Hazel Park man accused of slashing roommate with box cutter

By: Andy Kozlowski | Madison-Park News | Published March 3, 2023

 Phillip Calhoun

Phillip Calhoun


HAZEL PARK — Investigators say a dispute between two roommates almost turned deadly when one allegedly attacked the other with a box cutter.

Phillip Calhoun, 41, was arraigned before Magistrate Tanya Bowers in Hazel Park’s 43rd District Court Feb. 9 on a charge of assault with intent to do great bodily harm less than murder, punishable by up to 10 years in prison and a $5,000 fine if convicted. His bail was set at $250,000.

Calhoun’s attorney, Douglas Hampton, did not return requests for comment by press time.

The incident occurred Feb. 8 at Calhoun’s home in the 100 block of West Milton Avenue after he and his 29-year-old roommate had been drinking the night prior and throughout the morning.

At some point, the two men allegedly began arguing, and then the victim left to take a shower. That’s when police believe the suspect followed the victim and assaulted him, hitting him and then wrestling him to the floor.

The suspect reportedly produced a box cutter that police say he may have used for work, and allegedly slashed at the victim’s face, inflicting wounds and nearly slicing open a major artery on his neck that could have killed him. He then reportedly retreated upstairs, leaving the victim bleeding on the ground floor.

“It was very impulsive,” said Hazel Park Police Chief Brian Buchholz. “I think the fact that they were both intoxicated played a factor into the suspect’s poor decision-making. Fortunately enough, even though the victim was cut very deeply, it did not lead to his death.”

The chief said that the victim only needed stitches and was released from an area hospital the next day. As for Calhoun, police arrested him without incident. The chief said that Calhoun had also been wanted on several other warrants for drug offenses and traffic violations.

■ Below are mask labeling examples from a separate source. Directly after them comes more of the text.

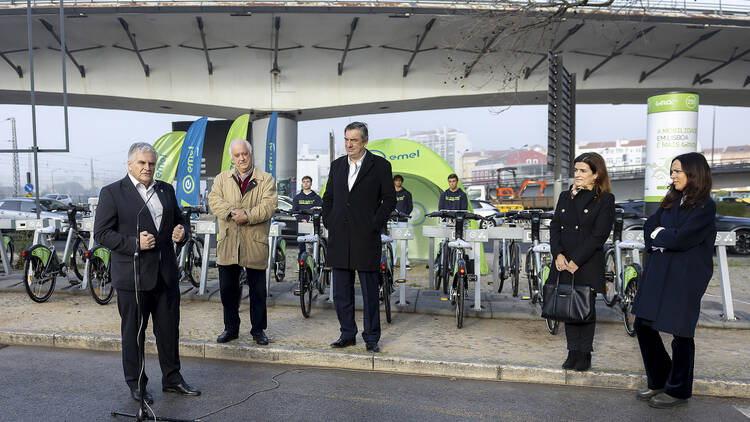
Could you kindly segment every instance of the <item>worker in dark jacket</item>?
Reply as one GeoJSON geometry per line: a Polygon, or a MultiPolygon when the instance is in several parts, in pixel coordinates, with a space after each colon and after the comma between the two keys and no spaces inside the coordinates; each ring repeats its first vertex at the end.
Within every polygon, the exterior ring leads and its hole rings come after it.
{"type": "MultiPolygon", "coordinates": [[[[589,286],[604,293],[604,242],[615,219],[615,196],[601,155],[586,152],[575,159],[575,184],[557,201],[550,223],[550,249],[555,263],[548,283],[557,281],[589,286]]],[[[568,357],[562,367],[587,371],[596,327],[594,319],[585,323],[566,323],[568,357]]]]}
{"type": "Polygon", "coordinates": [[[468,209],[469,198],[466,197],[466,192],[458,187],[458,176],[456,176],[455,173],[452,173],[448,176],[448,189],[440,194],[438,210],[466,211],[468,209]]]}
{"type": "MultiPolygon", "coordinates": [[[[393,176],[393,187],[396,189],[396,211],[402,212],[404,214],[411,214],[412,210],[414,210],[414,203],[411,199],[411,192],[406,190],[403,186],[404,184],[404,178],[397,174],[393,176]]],[[[406,217],[399,217],[398,218],[398,227],[408,227],[409,219],[406,217]]],[[[401,242],[396,242],[396,246],[401,245],[401,242]]],[[[410,270],[411,265],[409,265],[409,241],[405,241],[403,243],[404,249],[406,250],[406,269],[410,270]]],[[[396,257],[394,259],[394,264],[397,264],[399,262],[399,258],[401,258],[401,254],[399,251],[396,251],[396,257]]]]}
{"type": "Polygon", "coordinates": [[[713,274],[716,204],[711,169],[702,154],[672,160],[672,184],[643,228],[649,253],[633,304],[648,388],[637,394],[651,407],[684,404],[693,393],[695,326],[713,274]],[[672,358],[659,332],[670,333],[672,358]]]}
{"type": "MultiPolygon", "coordinates": [[[[294,196],[292,200],[292,212],[298,213],[302,210],[309,210],[313,207],[322,207],[323,200],[312,190],[312,177],[304,176],[302,178],[302,190],[294,196]]],[[[297,223],[307,223],[312,221],[312,217],[305,214],[297,215],[297,223]]],[[[299,253],[305,251],[305,242],[299,242],[299,253]]]]}

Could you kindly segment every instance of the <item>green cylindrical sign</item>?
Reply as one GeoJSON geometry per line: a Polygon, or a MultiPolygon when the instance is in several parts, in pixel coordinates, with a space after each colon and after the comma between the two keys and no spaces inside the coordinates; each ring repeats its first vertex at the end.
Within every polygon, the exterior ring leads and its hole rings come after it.
{"type": "Polygon", "coordinates": [[[647,132],[644,196],[650,215],[672,183],[672,159],[698,149],[698,94],[673,92],[649,97],[647,132]]]}

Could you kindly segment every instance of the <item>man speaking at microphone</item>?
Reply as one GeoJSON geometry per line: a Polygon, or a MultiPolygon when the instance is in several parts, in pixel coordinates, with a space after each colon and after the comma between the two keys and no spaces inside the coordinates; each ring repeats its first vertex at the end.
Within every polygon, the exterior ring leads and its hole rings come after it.
{"type": "MultiPolygon", "coordinates": [[[[200,391],[180,374],[180,290],[174,243],[189,238],[190,225],[182,217],[174,188],[154,180],[156,150],[136,142],[128,151],[128,175],[102,188],[94,222],[94,240],[112,251],[112,286],[117,290],[117,309],[122,318],[122,367],[131,396],[140,401],[138,390],[139,343],[142,346],[149,315],[162,371],[162,390],[189,396],[200,391]],[[141,318],[136,307],[133,260],[140,245],[138,280],[141,318]],[[142,324],[140,339],[139,326],[142,324]]],[[[144,400],[153,396],[141,379],[144,400]]]]}

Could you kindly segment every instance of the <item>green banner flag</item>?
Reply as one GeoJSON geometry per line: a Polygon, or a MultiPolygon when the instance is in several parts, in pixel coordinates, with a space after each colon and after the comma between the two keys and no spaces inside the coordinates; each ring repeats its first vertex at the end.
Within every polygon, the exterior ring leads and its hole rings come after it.
{"type": "Polygon", "coordinates": [[[229,153],[229,144],[235,139],[247,139],[247,127],[250,124],[250,115],[243,114],[238,117],[227,133],[227,140],[224,142],[224,154],[221,156],[221,171],[227,171],[234,167],[232,155],[229,153]]]}
{"type": "Polygon", "coordinates": [[[174,181],[184,140],[185,132],[169,132],[154,142],[154,149],[158,155],[154,179],[167,183],[174,181]]]}

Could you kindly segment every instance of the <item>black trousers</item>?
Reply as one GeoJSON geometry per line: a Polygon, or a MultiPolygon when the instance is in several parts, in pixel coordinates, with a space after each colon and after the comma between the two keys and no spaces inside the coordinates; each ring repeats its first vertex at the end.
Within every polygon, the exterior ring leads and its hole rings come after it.
{"type": "Polygon", "coordinates": [[[663,388],[665,393],[678,399],[690,398],[693,395],[695,364],[693,338],[674,336],[670,359],[659,332],[651,327],[649,321],[636,318],[634,324],[648,377],[648,388],[663,388]]]}
{"type": "Polygon", "coordinates": [[[267,328],[266,272],[243,268],[239,265],[219,265],[219,290],[224,306],[224,329],[232,333],[240,331],[240,271],[247,274],[250,289],[250,334],[256,336],[267,328]]]}
{"type": "MultiPolygon", "coordinates": [[[[159,276],[156,287],[153,290],[139,292],[141,302],[141,316],[143,329],[138,339],[138,326],[141,318],[138,316],[135,292],[128,290],[117,290],[117,309],[122,319],[120,332],[122,334],[122,369],[125,372],[125,382],[131,390],[138,388],[138,375],[140,374],[140,353],[138,342],[143,344],[148,326],[148,317],[154,324],[154,336],[156,337],[156,349],[159,354],[159,365],[161,366],[162,385],[175,385],[183,382],[180,375],[180,353],[179,353],[179,324],[180,324],[180,289],[177,283],[167,286],[159,276]]],[[[141,380],[145,388],[148,377],[144,373],[141,380]]]]}
{"type": "MultiPolygon", "coordinates": [[[[378,299],[379,271],[358,271],[362,285],[364,304],[364,330],[362,338],[366,343],[380,341],[380,301],[378,299]]],[[[341,338],[352,340],[357,337],[357,323],[354,321],[354,270],[333,269],[333,303],[341,326],[341,338]]]]}
{"type": "Polygon", "coordinates": [[[568,350],[583,353],[591,353],[594,350],[596,306],[594,306],[593,312],[594,319],[591,322],[565,324],[565,338],[568,340],[568,350]]]}

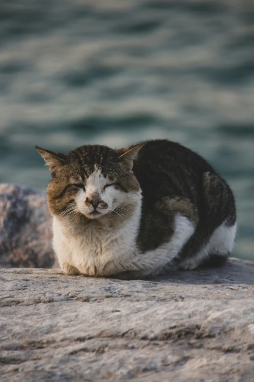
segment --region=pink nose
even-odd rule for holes
[[[96,208],[97,207],[98,207],[98,205],[100,201],[101,201],[98,200],[97,199],[90,199],[89,198],[87,198],[86,199],[86,202],[89,203],[90,204],[92,204],[94,208]]]

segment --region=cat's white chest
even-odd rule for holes
[[[136,250],[135,223],[130,221],[124,227],[110,232],[98,231],[88,227],[72,235],[68,234],[54,218],[53,244],[60,264],[67,263],[90,276],[123,271]]]

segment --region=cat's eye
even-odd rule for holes
[[[72,184],[72,185],[74,186],[76,188],[83,188],[84,191],[85,190],[85,186],[82,183],[75,183],[74,184]]]

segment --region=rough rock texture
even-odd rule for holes
[[[50,268],[54,261],[51,241],[45,195],[0,184],[0,267]]]
[[[254,263],[123,281],[2,269],[1,381],[253,381]]]

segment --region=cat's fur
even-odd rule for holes
[[[138,278],[216,266],[232,251],[232,192],[189,149],[165,140],[67,154],[36,148],[52,175],[54,247],[67,273]]]

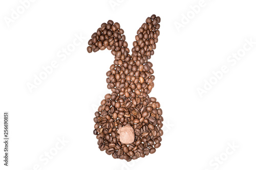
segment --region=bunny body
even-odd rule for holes
[[[111,20],[102,23],[88,42],[89,53],[107,48],[115,56],[106,73],[107,88],[112,92],[105,95],[94,119],[99,148],[114,158],[131,161],[155,153],[161,145],[162,111],[156,99],[148,95],[155,78],[148,61],[158,41],[160,21],[155,15],[146,18],[137,31],[132,55],[123,30]],[[133,127],[135,133],[134,142],[129,145],[120,142],[117,133],[124,126]]]

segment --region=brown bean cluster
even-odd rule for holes
[[[106,74],[112,93],[105,95],[95,112],[93,132],[100,150],[114,158],[129,161],[154,153],[161,145],[162,111],[156,99],[148,95],[155,76],[153,64],[148,61],[158,41],[160,21],[156,15],[146,18],[135,36],[132,56],[123,30],[111,20],[103,23],[88,42],[89,53],[106,48],[115,56]],[[129,145],[119,140],[117,133],[125,125],[132,126],[135,133],[135,141]]]

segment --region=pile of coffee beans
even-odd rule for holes
[[[153,64],[148,61],[158,41],[160,21],[156,15],[146,18],[138,30],[132,55],[123,30],[111,20],[103,23],[88,42],[89,53],[106,48],[115,56],[106,74],[107,87],[112,92],[105,95],[95,113],[93,133],[100,151],[115,159],[130,161],[144,157],[161,146],[162,111],[157,99],[148,95],[155,76]],[[122,143],[117,133],[125,126],[133,127],[135,134],[134,142],[129,144]]]

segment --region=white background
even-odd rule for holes
[[[175,22],[182,23],[182,15],[193,14],[189,6],[199,3],[38,0],[8,27],[12,9],[22,5],[1,1],[1,136],[3,113],[8,111],[10,141],[8,167],[1,143],[1,169],[255,169],[256,44],[234,65],[227,59],[243,49],[246,39],[256,41],[255,4],[205,0],[179,32]],[[131,50],[137,30],[153,14],[161,21],[150,61],[156,77],[150,96],[161,104],[164,134],[156,153],[127,163],[100,151],[93,134],[94,112],[110,92],[105,72],[114,57],[106,50],[88,54],[87,42],[112,19],[124,30]],[[80,34],[83,42],[62,61],[58,53]],[[53,61],[58,67],[31,92],[27,83]],[[223,65],[229,71],[200,98],[197,89]],[[62,137],[68,141],[65,146],[49,162],[40,161],[56,151]],[[229,143],[239,148],[228,155]],[[224,160],[217,163],[220,156]]]

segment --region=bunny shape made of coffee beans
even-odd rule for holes
[[[160,105],[148,94],[154,86],[153,64],[161,19],[147,17],[138,30],[129,54],[124,31],[110,20],[92,35],[89,53],[106,48],[115,56],[114,64],[106,72],[106,94],[95,113],[93,133],[100,151],[115,159],[130,161],[153,154],[161,146],[163,118]]]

“Upon our arrival, (Calhoun) was upstairs and the victim was downstairs. There was no conflict and he did not offer any resistance,” Buchholz said. “(Calhoun) talked to our detectives the following day once he was sober. He wanted to claim the attack was in self-defense.”

Calhoun allegedly told police that the suspect had brandished two lighters and assaulted him, which led him to defend himself with the knife.

“But there had been a third person in the house who had seen the altercation between them,” Buchholz said. “(Calhoun’s) account of things did not match what the other witness observed.”